Centralized TAF Configuration in 10g, Part 2

Posted by Jeremy ⋅ March 29, 2007 ⋅ 5 Comments

For the past month I’ve been intending to put together a post about DBMS_SERVICES and TAF – so I guess it’s about time to do it. I introduced the topic back in February in my discussion of 10g enhancements to client-side TAF configuration. As I pointed out then, there are two ways to configure TAF in 10g: client-side with TNSNAMES and server-side with DBMS_SERVICES.

The big advantage of centralized configuration is manageability. In 10g, even a TNSNAMES approach can be a little more centralized through the use of tools like DBCA and srvctl. (That’s what the other post was about.) But Oracle 10g introduced a completely new feature which pretty much rethinks the whole paradigm: as part of 10g’s expanded services framework you can now define TAF settings as an attribute of services instead of defining them in the TNSNAMES file.
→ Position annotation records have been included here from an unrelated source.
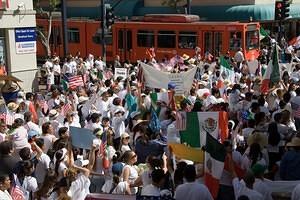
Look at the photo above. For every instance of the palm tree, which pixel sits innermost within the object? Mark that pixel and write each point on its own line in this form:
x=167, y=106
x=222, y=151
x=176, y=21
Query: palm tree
x=44, y=35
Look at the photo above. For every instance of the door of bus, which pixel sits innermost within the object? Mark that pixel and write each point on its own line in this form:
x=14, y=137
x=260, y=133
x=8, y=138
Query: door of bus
x=124, y=44
x=212, y=42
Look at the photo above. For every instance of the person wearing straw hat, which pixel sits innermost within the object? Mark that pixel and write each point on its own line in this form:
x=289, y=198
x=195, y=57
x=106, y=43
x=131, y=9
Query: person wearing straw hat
x=290, y=162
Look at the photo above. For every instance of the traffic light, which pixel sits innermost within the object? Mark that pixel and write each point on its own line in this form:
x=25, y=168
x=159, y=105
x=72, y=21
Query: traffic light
x=110, y=17
x=282, y=9
x=278, y=10
x=285, y=9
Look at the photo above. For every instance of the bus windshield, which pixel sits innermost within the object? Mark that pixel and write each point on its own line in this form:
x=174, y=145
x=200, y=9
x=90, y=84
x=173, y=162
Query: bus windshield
x=252, y=40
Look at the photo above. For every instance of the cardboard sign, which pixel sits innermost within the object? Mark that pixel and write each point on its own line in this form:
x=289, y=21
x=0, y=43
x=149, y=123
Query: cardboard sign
x=120, y=72
x=82, y=137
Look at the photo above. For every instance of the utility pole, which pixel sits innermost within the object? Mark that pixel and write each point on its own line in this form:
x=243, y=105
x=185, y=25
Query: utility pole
x=64, y=26
x=103, y=27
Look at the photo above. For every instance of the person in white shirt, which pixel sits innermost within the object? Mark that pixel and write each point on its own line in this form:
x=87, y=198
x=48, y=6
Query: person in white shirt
x=245, y=187
x=4, y=186
x=192, y=190
x=48, y=136
x=259, y=184
x=153, y=189
x=43, y=163
x=29, y=125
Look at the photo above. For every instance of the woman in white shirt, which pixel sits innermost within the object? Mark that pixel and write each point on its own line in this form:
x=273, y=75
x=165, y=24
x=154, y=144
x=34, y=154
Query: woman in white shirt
x=25, y=180
x=129, y=172
x=4, y=186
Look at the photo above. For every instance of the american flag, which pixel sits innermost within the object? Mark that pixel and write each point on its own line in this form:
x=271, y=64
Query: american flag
x=3, y=116
x=67, y=107
x=75, y=81
x=296, y=109
x=17, y=193
x=103, y=143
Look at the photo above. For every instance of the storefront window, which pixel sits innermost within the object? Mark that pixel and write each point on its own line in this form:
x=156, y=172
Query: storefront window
x=235, y=41
x=2, y=47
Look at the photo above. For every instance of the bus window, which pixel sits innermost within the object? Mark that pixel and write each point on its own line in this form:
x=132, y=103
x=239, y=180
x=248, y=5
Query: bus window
x=218, y=43
x=145, y=38
x=73, y=35
x=235, y=41
x=252, y=40
x=187, y=40
x=166, y=39
x=208, y=40
x=120, y=39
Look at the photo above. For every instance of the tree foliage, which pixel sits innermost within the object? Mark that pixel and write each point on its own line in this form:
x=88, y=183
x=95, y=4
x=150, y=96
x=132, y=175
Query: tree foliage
x=44, y=34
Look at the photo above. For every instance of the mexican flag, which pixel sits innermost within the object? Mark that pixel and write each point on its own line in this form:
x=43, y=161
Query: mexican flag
x=193, y=137
x=215, y=154
x=262, y=33
x=272, y=74
x=226, y=70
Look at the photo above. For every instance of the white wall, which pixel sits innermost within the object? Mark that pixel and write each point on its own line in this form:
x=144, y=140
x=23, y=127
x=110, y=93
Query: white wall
x=23, y=66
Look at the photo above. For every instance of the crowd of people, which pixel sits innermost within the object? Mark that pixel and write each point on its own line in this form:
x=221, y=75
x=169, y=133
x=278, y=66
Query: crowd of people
x=129, y=156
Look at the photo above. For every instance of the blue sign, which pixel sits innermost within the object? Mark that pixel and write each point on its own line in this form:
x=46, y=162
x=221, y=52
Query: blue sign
x=25, y=40
x=25, y=34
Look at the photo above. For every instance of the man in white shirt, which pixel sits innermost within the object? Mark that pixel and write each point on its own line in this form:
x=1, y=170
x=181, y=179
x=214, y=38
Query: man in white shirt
x=192, y=190
x=43, y=163
x=4, y=186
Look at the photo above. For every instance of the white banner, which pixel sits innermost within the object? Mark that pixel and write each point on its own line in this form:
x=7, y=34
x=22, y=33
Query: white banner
x=120, y=72
x=158, y=79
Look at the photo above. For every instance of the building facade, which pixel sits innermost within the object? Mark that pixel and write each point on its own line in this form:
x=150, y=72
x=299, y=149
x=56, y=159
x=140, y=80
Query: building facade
x=17, y=40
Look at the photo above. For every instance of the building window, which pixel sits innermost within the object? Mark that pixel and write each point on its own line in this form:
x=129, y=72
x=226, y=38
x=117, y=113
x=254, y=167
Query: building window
x=145, y=38
x=73, y=35
x=166, y=39
x=187, y=40
x=235, y=41
x=2, y=47
x=252, y=39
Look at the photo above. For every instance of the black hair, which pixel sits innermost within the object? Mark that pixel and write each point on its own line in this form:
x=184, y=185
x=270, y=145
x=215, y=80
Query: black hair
x=45, y=127
x=62, y=131
x=6, y=147
x=157, y=175
x=25, y=153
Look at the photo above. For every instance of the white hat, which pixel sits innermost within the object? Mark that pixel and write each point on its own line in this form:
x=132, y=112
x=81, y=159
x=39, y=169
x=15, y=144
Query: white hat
x=119, y=109
x=134, y=114
x=80, y=162
x=53, y=114
x=82, y=99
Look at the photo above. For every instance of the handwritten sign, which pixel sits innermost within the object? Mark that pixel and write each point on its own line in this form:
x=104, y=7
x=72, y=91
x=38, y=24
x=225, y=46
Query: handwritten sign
x=177, y=79
x=81, y=137
x=120, y=72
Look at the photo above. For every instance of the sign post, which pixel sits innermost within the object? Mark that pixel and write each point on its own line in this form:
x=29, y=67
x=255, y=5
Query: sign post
x=25, y=40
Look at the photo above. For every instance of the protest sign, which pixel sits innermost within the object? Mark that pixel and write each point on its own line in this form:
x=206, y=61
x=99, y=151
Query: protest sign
x=82, y=137
x=120, y=72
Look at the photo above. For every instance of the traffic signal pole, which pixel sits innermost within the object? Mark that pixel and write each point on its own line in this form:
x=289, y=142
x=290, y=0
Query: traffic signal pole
x=103, y=28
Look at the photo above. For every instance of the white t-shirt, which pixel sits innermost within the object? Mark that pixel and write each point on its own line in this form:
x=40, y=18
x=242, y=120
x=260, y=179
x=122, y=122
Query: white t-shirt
x=4, y=195
x=41, y=167
x=80, y=188
x=261, y=187
x=192, y=191
x=241, y=189
x=150, y=190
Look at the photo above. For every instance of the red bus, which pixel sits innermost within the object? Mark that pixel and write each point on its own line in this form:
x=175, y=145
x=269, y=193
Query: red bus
x=167, y=34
However there are limitations to this approach. Before diving into specifics it’s worth noting a few of them:

This requires a 10g client. Probably not a big deal for a lot of people… but for example one client I worked with in California had a legacy application that was built with an 8i client. Upgrading the client would be a whole different project that required it’s own round of testing.
The server-side settings override the client. “The house always wins.” So if you want to change the failover configuration for a client you have to use a different service to connect.
You cannot yet configure server-side PRECONNECT failover; Oracle 10g only supports BASIC failover as a service attribute. But it seems to me that most people are using the BASIC/SELECT failover combination; so most people should still be able to use server-side TAF.
Remember that TAF does not support transactions. All TAF limitations of course still apply whether the configuration is server-side or client-side. There are a few other things that it also doesn’t deal with well (for example the PL/SQL environment and session attributes are lost on failover) – but the lack of transactional support is the most significant limitation in my opinion. No DML failover. You’ll get reconnected but every SQL statement will return an error until you rollback.

TAF Settings

You will remember that there are four settings used to configure BASIC TAF. (There is a fifth for PRECONNECT but it’s not presently supported as a service attribute.) Let’s review them in the context of server-side configuration:

Parameter	Description
METHOD	Highest-level, most important failover-related setting – defines what mechanism Oracle will use for failover. In 10g it will determine your strategy for the service’s PREFERRED and AVAILABLE instances since different methods use these instances in different ways. In TNSNAMES the METHOD can be NONE, BASIC, or PRECONNECT; however as a service attribute it can only be NONE or BASIC. NONE: No failover for this service. BASIC: If a connection fails then the next statement will attempt to automatically reconnect.
TYPE	Whether or not to use extra client memory to track information including the sql plan hash, SCN and rows fetched for each active SELECT statement so that they can be resumed transparently during a failover. It seems to me that since the client memory required is trivial there’s isn’t much reason not to use statement failover. Can be NONE, SESSION, or SELECT. NONE: No failover for this service. SESSION: Only reconnect the session; do not resume select statements. SELECT: Use small amount of additional client memory to store state information necessary to resume non-transactional select statements during a failover. Transactions will still break and require a rollback.
RETRIES	When TAF is enabled and a connection is lost Oracle will immediately try to reconnect. If it cannot reconnect then it will try again. This setting controls the number of attempts to connect before a failure is reported to the client application.
DELAY	Pause between each reconnection attempt as described above. (In seconds.) RETRIES and DELAY will determine how long a client will hang if the database becomes entirely unavailable before returning an error. If you make these big then your app could hang for a long time with no error when the DB goes down.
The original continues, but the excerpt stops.